Hello everyone,
I am seeking to model the decomposition of a reacting solid domain as it is heated by surrounding flow. As the domain is heated, it ejects gases out of its boundaries. In the System Coupling approach, the fluid domain is modeled with an Ansys Fluent participant (passing heat flux to System Coupling), and the solid domain is modeled with an external Python participant (passing wall temperature to System Coupling).
This example "Heat transfer in a square channel" from the System Coupling Participant Library documentation gets me remarkably close to my end goal. It covers the heat transfer between Fluent and an external Python process.
The missing piece is how to perform the one-way passing of species mass flux from the external Python solver to Fluent.
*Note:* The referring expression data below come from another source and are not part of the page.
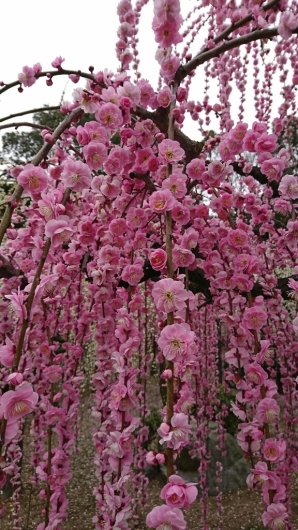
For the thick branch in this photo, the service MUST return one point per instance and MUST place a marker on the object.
(202, 58)
(42, 153)
(31, 111)
(16, 125)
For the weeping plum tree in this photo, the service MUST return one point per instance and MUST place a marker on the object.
(158, 235)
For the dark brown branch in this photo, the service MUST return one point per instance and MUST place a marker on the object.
(202, 58)
(31, 111)
(42, 153)
(16, 125)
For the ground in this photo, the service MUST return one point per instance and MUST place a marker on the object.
(242, 508)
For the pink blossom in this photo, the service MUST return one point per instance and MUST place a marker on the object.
(110, 116)
(267, 410)
(27, 76)
(17, 301)
(132, 274)
(275, 517)
(95, 155)
(158, 259)
(17, 403)
(178, 494)
(59, 230)
(170, 151)
(274, 450)
(165, 518)
(176, 183)
(169, 295)
(161, 201)
(255, 373)
(289, 187)
(33, 179)
(176, 436)
(288, 22)
(176, 342)
(76, 175)
(254, 318)
(7, 352)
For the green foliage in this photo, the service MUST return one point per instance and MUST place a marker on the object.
(19, 147)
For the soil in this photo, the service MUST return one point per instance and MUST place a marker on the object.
(240, 510)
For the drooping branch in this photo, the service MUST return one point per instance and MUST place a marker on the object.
(31, 111)
(42, 153)
(203, 57)
(16, 125)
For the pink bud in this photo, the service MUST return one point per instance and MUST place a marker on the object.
(15, 378)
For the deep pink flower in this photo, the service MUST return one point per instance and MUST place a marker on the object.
(170, 151)
(176, 436)
(165, 518)
(255, 373)
(267, 410)
(158, 259)
(254, 318)
(176, 341)
(178, 494)
(17, 403)
(169, 295)
(132, 274)
(76, 175)
(274, 450)
(33, 179)
(161, 201)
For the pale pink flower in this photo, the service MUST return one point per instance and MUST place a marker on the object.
(170, 151)
(33, 179)
(76, 175)
(158, 259)
(17, 403)
(254, 318)
(161, 201)
(176, 342)
(267, 410)
(288, 22)
(275, 517)
(27, 76)
(59, 230)
(274, 450)
(132, 274)
(178, 494)
(95, 155)
(176, 183)
(169, 295)
(165, 518)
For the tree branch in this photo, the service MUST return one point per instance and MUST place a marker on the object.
(202, 58)
(16, 125)
(42, 153)
(31, 111)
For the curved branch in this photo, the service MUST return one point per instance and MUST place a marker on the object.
(50, 74)
(35, 161)
(31, 111)
(24, 124)
(202, 58)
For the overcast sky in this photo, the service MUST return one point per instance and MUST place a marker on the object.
(84, 33)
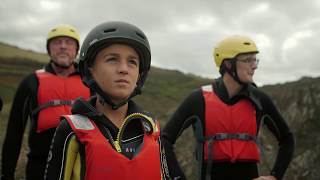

From reviewing the documentation, it appears that species mass flux is not a supported transfer variable out-of-the-box - this makes sense because typically anything dealing with species mass flux would be performed within the internals of the CFD participant.
My two paths forward are:
1. I see that UDMs are supported as input variables for a Fluent participant, but I have not been able to pin down any examples or documentation on how to accomplish this. If I can write to a face UDM (an F_UDMI) in Fluent, that would allow me to handle the injection of gas using UDFs. Does anyone have any pointers on how to do this? With this approach, I am able to stay in System Couplings standard Python API.
2. Possibly step into the PyAnsys ecosystem. I would perform a write operation on my Fluent participant using direct pyfluent calls to write information from the external Python solver to the fluid domain - within every pysystemcoupling solution step. I have a suspicion that injecting information into the PyFluent participant would clash with PySystemCoupling's solution process.
If anyone could provide input on how to accomplish this mass injection into Fluent via System Coupling - particularly how to transfer information to a UDM - that would be amazing.